Podsumowując, mimo wszechpałętającego się chaosu, absurdu i groteski (co nie każdemu może przypaść do gustu), Furi Kuri jest zaiste obrazem wybitnym. Dynamicznym i zabawnym, ale momentami również stonowanym i poważnym. Jest to anime jedyne w swoim rodzaju. Chyba nikt nigdy nie będzie w stanie powtórzyć czegoś tak pozornie purnonsenownego, a po prawdzie bardzo głębokiego. FLCL to serial o niesamowitym potencjale, w pełni go wykorzystującym. A w połączeniu z genialnym soundtrackiem (mogącym równać się jedynie z brzmieniem Cowboya Bebopa) tworzy dzieło ponadczasowe.
BOHATEROWIE:
|
|
|
|
|
CIEKAWOSTKI:
- FLCL zostało stworzone w całości za pomocą grafiki CGI.
- Skuter, który możemy oglądać w napisach końcowych każdego odcinka, należy do reżysera, Kazuya Tsurumakiego.
- Brwi Komandora Amarao są w rzeczywistości plastrami “nori” – z suszonych wodorostów, zazwyczaj podawanych razem z sushi.
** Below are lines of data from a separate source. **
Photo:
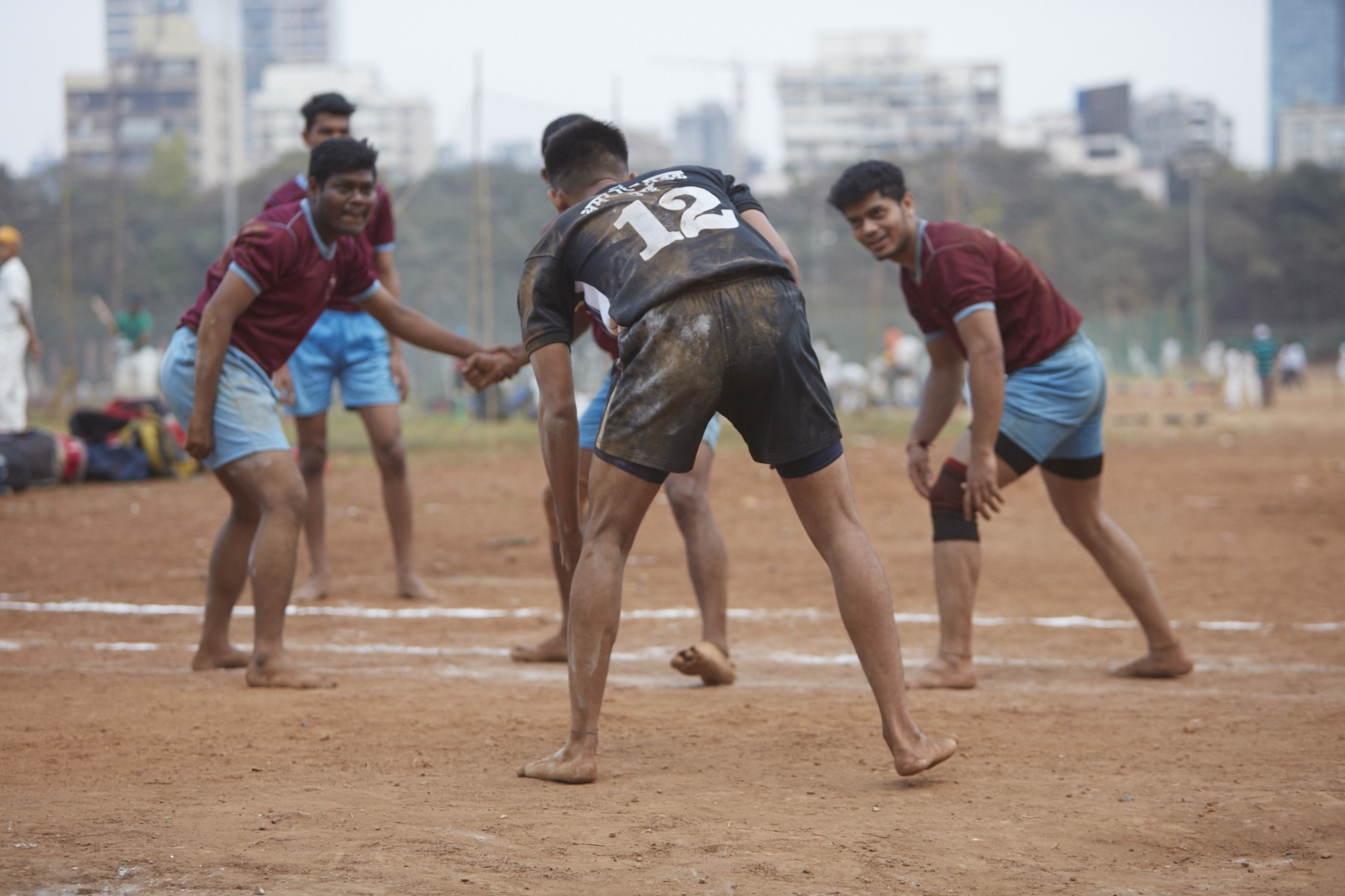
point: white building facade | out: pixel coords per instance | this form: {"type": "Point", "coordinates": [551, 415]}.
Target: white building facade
{"type": "Point", "coordinates": [876, 96]}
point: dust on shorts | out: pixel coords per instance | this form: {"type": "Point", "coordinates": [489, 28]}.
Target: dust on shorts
{"type": "Point", "coordinates": [247, 420]}
{"type": "Point", "coordinates": [346, 346]}
{"type": "Point", "coordinates": [742, 349]}
{"type": "Point", "coordinates": [1054, 412]}
{"type": "Point", "coordinates": [592, 419]}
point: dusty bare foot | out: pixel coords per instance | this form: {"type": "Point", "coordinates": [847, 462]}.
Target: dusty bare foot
{"type": "Point", "coordinates": [1160, 662]}
{"type": "Point", "coordinates": [313, 589]}
{"type": "Point", "coordinates": [707, 661]}
{"type": "Point", "coordinates": [208, 659]}
{"type": "Point", "coordinates": [567, 767]}
{"type": "Point", "coordinates": [283, 671]}
{"type": "Point", "coordinates": [945, 670]}
{"type": "Point", "coordinates": [553, 650]}
{"type": "Point", "coordinates": [412, 587]}
{"type": "Point", "coordinates": [927, 755]}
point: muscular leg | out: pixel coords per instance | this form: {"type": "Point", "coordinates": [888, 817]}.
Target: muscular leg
{"type": "Point", "coordinates": [618, 505]}
{"type": "Point", "coordinates": [827, 509]}
{"type": "Point", "coordinates": [271, 483]}
{"type": "Point", "coordinates": [708, 563]}
{"type": "Point", "coordinates": [228, 576]}
{"type": "Point", "coordinates": [957, 571]}
{"type": "Point", "coordinates": [313, 462]}
{"type": "Point", "coordinates": [1079, 505]}
{"type": "Point", "coordinates": [384, 424]}
{"type": "Point", "coordinates": [555, 647]}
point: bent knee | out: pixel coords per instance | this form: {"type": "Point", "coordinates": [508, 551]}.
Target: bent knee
{"type": "Point", "coordinates": [313, 459]}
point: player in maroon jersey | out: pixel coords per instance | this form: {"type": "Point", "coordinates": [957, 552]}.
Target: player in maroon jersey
{"type": "Point", "coordinates": [1038, 397]}
{"type": "Point", "coordinates": [349, 346]}
{"type": "Point", "coordinates": [259, 303]}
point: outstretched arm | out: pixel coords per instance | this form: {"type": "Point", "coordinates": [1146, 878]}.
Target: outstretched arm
{"type": "Point", "coordinates": [763, 227]}
{"type": "Point", "coordinates": [942, 392]}
{"type": "Point", "coordinates": [217, 327]}
{"type": "Point", "coordinates": [415, 327]}
{"type": "Point", "coordinates": [559, 424]}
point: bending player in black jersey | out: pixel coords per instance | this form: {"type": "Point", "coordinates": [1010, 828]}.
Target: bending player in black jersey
{"type": "Point", "coordinates": [685, 266]}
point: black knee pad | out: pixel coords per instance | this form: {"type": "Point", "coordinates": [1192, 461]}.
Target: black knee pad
{"type": "Point", "coordinates": [946, 501]}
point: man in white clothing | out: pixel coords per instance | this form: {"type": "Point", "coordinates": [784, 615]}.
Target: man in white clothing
{"type": "Point", "coordinates": [18, 334]}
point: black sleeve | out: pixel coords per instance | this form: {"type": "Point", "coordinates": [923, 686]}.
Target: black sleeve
{"type": "Point", "coordinates": [545, 303]}
{"type": "Point", "coordinates": [740, 196]}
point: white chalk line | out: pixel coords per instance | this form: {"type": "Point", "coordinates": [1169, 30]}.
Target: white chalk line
{"type": "Point", "coordinates": [661, 654]}
{"type": "Point", "coordinates": [670, 614]}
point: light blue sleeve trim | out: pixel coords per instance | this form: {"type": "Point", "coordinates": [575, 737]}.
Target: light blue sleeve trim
{"type": "Point", "coordinates": [970, 310]}
{"type": "Point", "coordinates": [247, 278]}
{"type": "Point", "coordinates": [375, 287]}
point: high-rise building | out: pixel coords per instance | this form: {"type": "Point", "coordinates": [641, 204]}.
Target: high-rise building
{"type": "Point", "coordinates": [120, 22]}
{"type": "Point", "coordinates": [704, 136]}
{"type": "Point", "coordinates": [169, 84]}
{"type": "Point", "coordinates": [1171, 124]}
{"type": "Point", "coordinates": [283, 32]}
{"type": "Point", "coordinates": [399, 127]}
{"type": "Point", "coordinates": [1307, 58]}
{"type": "Point", "coordinates": [878, 96]}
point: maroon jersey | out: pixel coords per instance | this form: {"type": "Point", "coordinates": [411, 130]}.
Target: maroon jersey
{"type": "Point", "coordinates": [280, 256]}
{"type": "Point", "coordinates": [961, 270]}
{"type": "Point", "coordinates": [380, 235]}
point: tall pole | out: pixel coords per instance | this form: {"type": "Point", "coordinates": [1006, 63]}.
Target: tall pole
{"type": "Point", "coordinates": [1199, 283]}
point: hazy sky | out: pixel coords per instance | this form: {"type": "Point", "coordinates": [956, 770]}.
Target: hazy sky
{"type": "Point", "coordinates": [543, 60]}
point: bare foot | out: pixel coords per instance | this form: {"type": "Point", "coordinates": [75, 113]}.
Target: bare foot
{"type": "Point", "coordinates": [553, 650]}
{"type": "Point", "coordinates": [568, 766]}
{"type": "Point", "coordinates": [313, 589]}
{"type": "Point", "coordinates": [208, 659]}
{"type": "Point", "coordinates": [945, 670]}
{"type": "Point", "coordinates": [1160, 662]}
{"type": "Point", "coordinates": [283, 671]}
{"type": "Point", "coordinates": [927, 755]}
{"type": "Point", "coordinates": [707, 661]}
{"type": "Point", "coordinates": [412, 587]}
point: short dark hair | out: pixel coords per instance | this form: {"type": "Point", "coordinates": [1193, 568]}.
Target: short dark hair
{"type": "Point", "coordinates": [329, 104]}
{"type": "Point", "coordinates": [583, 151]}
{"type": "Point", "coordinates": [870, 177]}
{"type": "Point", "coordinates": [564, 122]}
{"type": "Point", "coordinates": [338, 157]}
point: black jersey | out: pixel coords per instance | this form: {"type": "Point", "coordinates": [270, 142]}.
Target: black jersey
{"type": "Point", "coordinates": [638, 245]}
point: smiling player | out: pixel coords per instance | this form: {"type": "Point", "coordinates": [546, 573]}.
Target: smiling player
{"type": "Point", "coordinates": [260, 299]}
{"type": "Point", "coordinates": [1038, 397]}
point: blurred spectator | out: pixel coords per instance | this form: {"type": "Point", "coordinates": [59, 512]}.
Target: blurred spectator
{"type": "Point", "coordinates": [1265, 350]}
{"type": "Point", "coordinates": [1293, 365]}
{"type": "Point", "coordinates": [18, 334]}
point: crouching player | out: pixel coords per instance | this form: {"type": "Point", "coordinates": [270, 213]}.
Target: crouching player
{"type": "Point", "coordinates": [260, 300]}
{"type": "Point", "coordinates": [687, 266]}
{"type": "Point", "coordinates": [1038, 396]}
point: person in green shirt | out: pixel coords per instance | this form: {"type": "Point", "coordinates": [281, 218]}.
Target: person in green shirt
{"type": "Point", "coordinates": [135, 325]}
{"type": "Point", "coordinates": [1265, 350]}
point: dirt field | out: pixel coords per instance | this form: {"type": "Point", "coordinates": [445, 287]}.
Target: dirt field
{"type": "Point", "coordinates": [124, 772]}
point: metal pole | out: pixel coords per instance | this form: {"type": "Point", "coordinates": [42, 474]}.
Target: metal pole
{"type": "Point", "coordinates": [1199, 286]}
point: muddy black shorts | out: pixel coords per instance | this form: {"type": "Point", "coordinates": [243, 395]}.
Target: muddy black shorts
{"type": "Point", "coordinates": [742, 349]}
Nori nie zostało wygenerowane komputerowo – wodorosty wrzucono po prostu do skanera 🙂
- Logo, które możemy zobaczyć na Vespie należącej do Haruko (“P!”), jest jednocześnie logiem zespołu The Pillows, twórców fenomenalnego soundtracku do Furi Kuri.
- Mało osób wie, że głos (dźwięki), które wydaje z siebie kot Miyu Miyu, podkładany jest przez reżysera Neon Genesis Evangelion, Hideaki Anno.
- W drugim epizodzie, Naota usprawiedliwia dziwne zachowanie swojego ojca zdradzając, że całkiem niedawno wydał on fanzin, zatytułowany Największe tajemnice EVY. Jest to oczywiście bardzo czytelne nawiązanie do Neon Genesis Evangelion, najsłynniejszego dziecka GAINAXu, stworzonego przez niemal identyczny skład co FLCL. Ostatnie dwa odcinki Evangeliona wywołały taką konsternację u fanów, że trzeba było nakręcić kinowy film przedstawiający ich fabułę w bardziej czytelny dla widza sposób. Zanim to jednak nastąpiło tysiące ludzi starało się wyjaśnić światu, o co chodziło reżyserowi. Bardzo niewielu się to udało. Reszta zwariowała.
- Inne nawiązania do Evangeliona: walki robotów; anioł zniszczenia; bardzo apatyczny, młody bohater, próbujący ratować ludzkość przed zagładą; groza końca świata; tajna organizacja pomagająca bohaterowi ratować świat (w tym przypadku VEDO); Haruko naprawiająca swój skuter w drugim epizodzie wykorzystując części z małego mecha; wiele, wiele innych…
- Reżyser, Kazuya Tsuramaki, ma swoje cameo podczas zapowiedzi odcinka szóstego (na zakończenie odcinka piątego).
- Skuter, którym jeździ Komandor Amarao, to nie Vespa (po japońsku – “Pszczoła”), ale jej skośnooki odpowiednik – “Królik”.
- Z jednym małym wyjątkiem, każda gitara pojawiająca się (i zazwyczaj niszczona) w Furi Kuri jest oryginalna.
- Volkswagen Beetle należący do Miyi-Jun, zwariowanej nauczycielka Naoty, zostaje zniszczony w odcinku trzecim. Natomiast w odcinku szóstym, jej nowiutki New Beetle także ulega zniszczeniu.
- Amarao i jego asystentka, Kitsurubami, zazwyczaj przemieszczają się po mieście w samochodzie marki… FIAT126p!
- Furi Kuri to słowa wywodzące się z japońskiego slangu. Najprawdopodobniej oznaczają… “obmacywanie kobiecych piersi” (nawiązuje do tego ojciec Naoty w odcinku drugim).